The Russian economy is likely to suffer significantly from the series of sanctions imposed after Moscow’s invasion of Ukraine, despite efforts to reduce western countries’ financial dependence in recent years.
And the impact could spread far beyond Russia’s borders.
Sanctions already corrosive?
The ruble plunged to an all-time low, the Moscow stock exchange remained closed to avert an expected sell-off and interest rates were slashed on a turbulent Monday for the Russian economy.
One of the most recent sanctions, the partial freeze of the Russian central bank’s foreign exchange reserves, will make it difficult to keep the beleaguered currency afloat.
“The size of your reserves makes you credible to defend an exchange rate,” said Niclas Poitiers, a researcher at the Brussels-based economic think tank Bruegel.
“People lost faith in the financial system,” he added, explaining the collapse of the Russian currency and people’s rush to withdraw money from banks on Monday.
The Kremlin responded by banning foreign money transfers abroad and forcing exporters to convert 80 percent of their income into rubles.
The economic sanctions also include freezing the assets of banks and people, excluding certain Russian banks from the SWIFT interbank messaging system and export controls.
Olivier Dorgans, an attorney at Ashurst who specializes in sanctions, said measures such as freezing the assets of Kremlin-affiliated businessmen would have a short-term effect.
But restrictions on the export of electronic components would have much longer lasting effects, he added.
The consequences can be enormous. The IMF, which predicted before the war in Ukraine that the Russian economy would grow by 2.8 percent this year, warned Thursday of a “significant economic risk” to the region.
Analysts at Capital Economics said sanctions could reduce one or two percent of Russia’s annual economic output — even before the freeze on Russia’s central bank assets and lockouts from SWIFT.
Capital Economics also warned that inflation could rise by as much as three percentage points, diminishing the purchasing power of ordinary Russians. Inflation in Russia reached 8.7 percent in January.
The decision by the Russian central bank to raise interest rates to 20 percent on Monday threatens to slow the country’s economic growth even further.
Could sanctions be even tougher?
Western countries still have plenty of cards to play. A blanket ban on SWIFT’s Russian banks is possible, but unlikely.

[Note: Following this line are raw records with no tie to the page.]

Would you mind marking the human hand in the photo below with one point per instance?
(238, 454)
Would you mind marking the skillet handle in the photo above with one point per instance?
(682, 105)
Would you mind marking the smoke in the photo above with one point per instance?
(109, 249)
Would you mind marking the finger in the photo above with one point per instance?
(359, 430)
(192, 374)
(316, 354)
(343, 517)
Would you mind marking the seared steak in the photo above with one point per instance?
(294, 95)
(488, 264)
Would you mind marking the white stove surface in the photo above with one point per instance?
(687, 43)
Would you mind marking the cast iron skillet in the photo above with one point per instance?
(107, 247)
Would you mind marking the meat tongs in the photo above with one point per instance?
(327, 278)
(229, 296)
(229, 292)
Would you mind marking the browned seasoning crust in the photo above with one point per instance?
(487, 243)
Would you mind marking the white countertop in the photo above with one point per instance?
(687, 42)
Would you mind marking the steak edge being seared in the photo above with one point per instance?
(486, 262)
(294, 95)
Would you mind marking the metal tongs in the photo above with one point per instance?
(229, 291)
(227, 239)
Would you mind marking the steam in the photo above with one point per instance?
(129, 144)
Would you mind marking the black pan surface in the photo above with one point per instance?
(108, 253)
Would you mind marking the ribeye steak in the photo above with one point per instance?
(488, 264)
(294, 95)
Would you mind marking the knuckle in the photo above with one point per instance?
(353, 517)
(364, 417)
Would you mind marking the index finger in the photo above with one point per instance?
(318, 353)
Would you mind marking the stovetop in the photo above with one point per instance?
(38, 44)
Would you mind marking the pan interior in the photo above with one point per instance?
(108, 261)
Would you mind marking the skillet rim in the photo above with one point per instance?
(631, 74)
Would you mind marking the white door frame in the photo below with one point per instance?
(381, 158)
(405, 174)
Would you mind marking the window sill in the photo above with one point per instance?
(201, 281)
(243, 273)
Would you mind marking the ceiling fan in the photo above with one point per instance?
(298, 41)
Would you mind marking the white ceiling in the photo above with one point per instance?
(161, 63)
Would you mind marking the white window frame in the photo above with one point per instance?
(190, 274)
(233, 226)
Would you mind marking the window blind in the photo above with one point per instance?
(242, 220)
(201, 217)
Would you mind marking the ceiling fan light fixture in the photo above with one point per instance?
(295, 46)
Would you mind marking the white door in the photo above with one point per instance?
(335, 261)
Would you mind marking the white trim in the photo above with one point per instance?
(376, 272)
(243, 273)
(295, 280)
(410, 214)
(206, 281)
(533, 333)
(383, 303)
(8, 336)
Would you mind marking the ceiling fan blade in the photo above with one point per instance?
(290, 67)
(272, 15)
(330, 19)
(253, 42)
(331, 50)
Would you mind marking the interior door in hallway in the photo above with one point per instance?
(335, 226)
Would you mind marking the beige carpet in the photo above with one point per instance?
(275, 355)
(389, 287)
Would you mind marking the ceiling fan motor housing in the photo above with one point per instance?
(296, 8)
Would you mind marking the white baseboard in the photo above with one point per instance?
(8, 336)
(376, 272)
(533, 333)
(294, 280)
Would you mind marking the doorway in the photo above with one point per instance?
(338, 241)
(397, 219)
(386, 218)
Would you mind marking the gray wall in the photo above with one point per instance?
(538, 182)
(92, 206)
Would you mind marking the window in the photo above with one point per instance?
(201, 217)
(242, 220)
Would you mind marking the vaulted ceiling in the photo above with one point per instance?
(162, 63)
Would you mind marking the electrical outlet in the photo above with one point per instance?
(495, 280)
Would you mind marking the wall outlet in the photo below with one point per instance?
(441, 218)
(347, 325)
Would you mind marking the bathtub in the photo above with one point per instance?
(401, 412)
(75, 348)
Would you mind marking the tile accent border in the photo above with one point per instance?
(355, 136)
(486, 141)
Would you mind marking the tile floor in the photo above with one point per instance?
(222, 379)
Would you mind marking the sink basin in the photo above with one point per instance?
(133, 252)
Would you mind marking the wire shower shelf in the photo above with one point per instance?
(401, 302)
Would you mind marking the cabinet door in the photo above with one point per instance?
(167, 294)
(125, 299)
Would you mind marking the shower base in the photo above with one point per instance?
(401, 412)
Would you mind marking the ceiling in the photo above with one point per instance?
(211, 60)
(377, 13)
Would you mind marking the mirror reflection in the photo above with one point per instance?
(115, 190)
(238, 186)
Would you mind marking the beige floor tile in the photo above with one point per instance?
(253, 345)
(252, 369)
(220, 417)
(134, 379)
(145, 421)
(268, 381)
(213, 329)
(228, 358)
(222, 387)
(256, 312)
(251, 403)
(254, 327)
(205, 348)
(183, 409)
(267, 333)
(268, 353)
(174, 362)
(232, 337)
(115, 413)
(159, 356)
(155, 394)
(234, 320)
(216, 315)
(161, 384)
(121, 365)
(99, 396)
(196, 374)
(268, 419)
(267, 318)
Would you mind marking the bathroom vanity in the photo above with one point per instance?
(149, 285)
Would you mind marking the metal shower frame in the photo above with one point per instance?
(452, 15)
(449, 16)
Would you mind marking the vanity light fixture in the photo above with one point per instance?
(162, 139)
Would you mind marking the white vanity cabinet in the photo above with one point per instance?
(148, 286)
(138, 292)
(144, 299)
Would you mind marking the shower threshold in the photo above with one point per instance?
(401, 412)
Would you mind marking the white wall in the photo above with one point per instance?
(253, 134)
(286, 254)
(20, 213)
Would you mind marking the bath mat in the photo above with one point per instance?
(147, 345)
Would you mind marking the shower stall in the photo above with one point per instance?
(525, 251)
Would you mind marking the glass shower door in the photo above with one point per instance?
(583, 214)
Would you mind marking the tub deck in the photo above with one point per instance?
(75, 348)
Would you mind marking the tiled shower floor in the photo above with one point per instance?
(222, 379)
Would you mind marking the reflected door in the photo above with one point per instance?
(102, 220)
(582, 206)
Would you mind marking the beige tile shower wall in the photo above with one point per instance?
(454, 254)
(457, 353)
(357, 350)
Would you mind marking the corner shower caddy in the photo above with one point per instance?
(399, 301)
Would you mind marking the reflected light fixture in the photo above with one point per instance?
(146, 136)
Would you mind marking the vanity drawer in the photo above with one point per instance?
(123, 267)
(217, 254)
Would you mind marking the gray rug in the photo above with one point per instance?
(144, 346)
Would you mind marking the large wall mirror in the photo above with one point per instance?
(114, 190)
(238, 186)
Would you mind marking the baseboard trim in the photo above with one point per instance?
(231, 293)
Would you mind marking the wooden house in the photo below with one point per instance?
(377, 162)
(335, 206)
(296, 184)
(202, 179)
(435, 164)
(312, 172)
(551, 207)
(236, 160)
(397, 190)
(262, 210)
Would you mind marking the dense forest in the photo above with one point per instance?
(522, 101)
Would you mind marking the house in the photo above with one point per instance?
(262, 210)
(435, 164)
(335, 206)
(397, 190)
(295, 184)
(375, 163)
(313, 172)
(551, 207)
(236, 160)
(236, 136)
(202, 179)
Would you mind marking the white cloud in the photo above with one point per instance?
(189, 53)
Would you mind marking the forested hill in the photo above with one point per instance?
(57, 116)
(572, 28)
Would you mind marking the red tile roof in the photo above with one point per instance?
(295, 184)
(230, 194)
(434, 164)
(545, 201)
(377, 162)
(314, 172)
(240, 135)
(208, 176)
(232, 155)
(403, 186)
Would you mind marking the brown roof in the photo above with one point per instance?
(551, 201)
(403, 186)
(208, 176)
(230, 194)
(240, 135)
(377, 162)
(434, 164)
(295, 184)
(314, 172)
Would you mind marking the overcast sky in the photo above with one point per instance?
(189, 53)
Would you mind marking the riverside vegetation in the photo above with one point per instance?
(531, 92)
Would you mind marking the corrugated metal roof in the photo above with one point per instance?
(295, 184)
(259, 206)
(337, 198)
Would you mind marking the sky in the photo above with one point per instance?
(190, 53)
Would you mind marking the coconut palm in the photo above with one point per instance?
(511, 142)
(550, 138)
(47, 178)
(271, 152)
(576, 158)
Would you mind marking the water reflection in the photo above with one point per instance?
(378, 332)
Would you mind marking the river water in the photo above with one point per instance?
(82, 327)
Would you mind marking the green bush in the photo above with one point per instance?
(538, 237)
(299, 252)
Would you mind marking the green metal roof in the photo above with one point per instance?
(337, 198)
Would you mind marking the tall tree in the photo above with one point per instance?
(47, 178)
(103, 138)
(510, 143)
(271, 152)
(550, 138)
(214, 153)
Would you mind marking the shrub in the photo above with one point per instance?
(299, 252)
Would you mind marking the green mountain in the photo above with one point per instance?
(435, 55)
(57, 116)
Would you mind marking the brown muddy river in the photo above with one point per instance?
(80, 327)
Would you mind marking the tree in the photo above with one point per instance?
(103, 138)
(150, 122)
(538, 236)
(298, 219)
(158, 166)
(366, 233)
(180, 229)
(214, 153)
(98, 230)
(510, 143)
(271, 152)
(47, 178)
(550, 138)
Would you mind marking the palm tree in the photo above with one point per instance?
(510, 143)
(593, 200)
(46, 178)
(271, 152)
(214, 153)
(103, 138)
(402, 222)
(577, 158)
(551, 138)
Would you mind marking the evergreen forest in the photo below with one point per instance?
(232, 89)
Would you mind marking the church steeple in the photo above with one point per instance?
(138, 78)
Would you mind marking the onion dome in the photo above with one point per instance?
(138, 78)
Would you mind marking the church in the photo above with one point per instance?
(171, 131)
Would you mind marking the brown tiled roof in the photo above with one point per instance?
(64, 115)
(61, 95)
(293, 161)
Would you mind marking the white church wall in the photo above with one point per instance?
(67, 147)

“If we push it too far, it will be bad for us,” EU officials told AFP. “But it’s also bad for the future, because then we damage SWIFT as an infrastructure in general.
“The Russians and the Chinese are already building their own SWIFT,” they added, highlighting the risk of pushing Moscow further towards an alliance with Beijing.
Several banks could escape the lockout to maintain energy supplies to Europe, with several economies – including the continent’s largest, Germany – relying heavily on Russian oil and gas, much of the country’s income.
But “no sanction is worth anything unless we sanction energy,” said economist and EU lawmaker Luis Garicano.
A deep freeze on oligarchs’ foreign assets would be another weapon at the West’s disposal, according to Gabriel Zucman, an economics professor at the University of California, Berkeley.
Zucman said half of the fortunes of Russia’s richest elite — the top 0.01 percent — was held abroad.
Economist Thomas Piketty has called for a 10 or 20 percent tax on such large fortunes.
The world economy in danger?
The West’s strategy thus far has been to focus their effects on the Russian economy and minimize the impact on the rest of the world.
But the conflict has rocketed commodity prices, putting pressure on international supply chains already severely disrupted by high demand during the post-pandemic economic recovery.
Industries have suffered from rising electricity costs, while airlines have faced more expensive fuel bills.
In January, the IMF revised its global growth forecast for 2022 down to 4.4 percent, mainly on the back of rising inflation, which has reached 3.9 percent in developed countries.
Central banks’ response to runaway inflation was a hot topic before the conflict erupted in Ukraine as they prepared to tighten monetary policy.
Now there is a risk that the recovery after the Russian invasion of Ukraine will be stifled.
“Central bank challenges have become more complex as inflationary pressures have mounted, even as growth prospects have softened,” Claudio Borio, head of the monetary and economic division of the Bank for International Settlements, said Monday.